Segundo modelos climáticos monitorados pela Administração Nacional Oceânica e Atmosférica dos Estados Unidos (NOAA), há 82% de probabilidade de formação do El Niño entre maio e julho e 96% de chance de que o fenômeno permaneça ativo durante o verão de 2026/2027.

Possibilidade de um Super El Niño preocupa mercado

Parte das projeções já considera a possibilidade de um episódio de forte intensidade, conhecido como “Super El Niño”. A classificação é utilizada quando o aquecimento das águas do Oceano Pacífico Central e Oriental ultrapassa 2°C acima da média histórica por pelo menos três meses consecutivos.

Caso esse cenário se confirme, os impactos climáticos poderão ser ainda mais expressivos, afetando diretamente a geração de energia no Brasil.

Menos chuva e mais pressão sobre os reservatórios

Tradicionalmente, o El Niño provoca redução das chuvas nas regiões Norte e Nordeste, atraso do período úmido no Sudeste e Centro-Oeste e aumento da ocorrência de eventos climáticos extremos no Sul do país.

Para o sistema elétrico brasileiro, cuja matriz ainda possui forte dependência da geração hidrelétrica, a diminuição das afluências representa um desafio operacional relevante.

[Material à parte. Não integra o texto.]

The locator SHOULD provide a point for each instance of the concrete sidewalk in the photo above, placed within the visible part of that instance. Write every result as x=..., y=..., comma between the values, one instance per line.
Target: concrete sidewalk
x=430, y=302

Apesar de os reservatórios das regiões Sudeste e Centro-Oeste apresentarem níveis considerados confortáveis, próximos de 66% da capacidade armazenada, especialistas alertam para o risco de desgaste gradual dessas reservas diante de um cenário prolongado de seca e aumento do consumo de energia.

Uso de termelétricas pode elevar custos

De acordo com o especialista em inteligência de mercado do Grupo Bolt, Matheus Machado, as perspectivas climáticas já influenciam as expectativas do mercado de energia.

Segundo ele, a combinação entre temperaturas acima da média, atraso das chuvas e seca prolongada em algumas regiões pode aumentar significativamente a necessidade de acionamento de usinas termelétricas, cuja geração possui custo mais elevado.

“O atraso das chuvas e as temperaturas elevadas devem acelerar o consumo das reservas ao longo do segundo semestre. Isso aumenta a dependência de fontes mais caras de geração e pressiona os preços da energia”, explicou.

Bandeira amarela já está em vigor

O cenário de atenção já se reflete nas tarifas de energia. A Agência Nacional de Energia Elétrica (Aneel) confirmou a manutenção da bandeira tarifária amarela para o mês de junho.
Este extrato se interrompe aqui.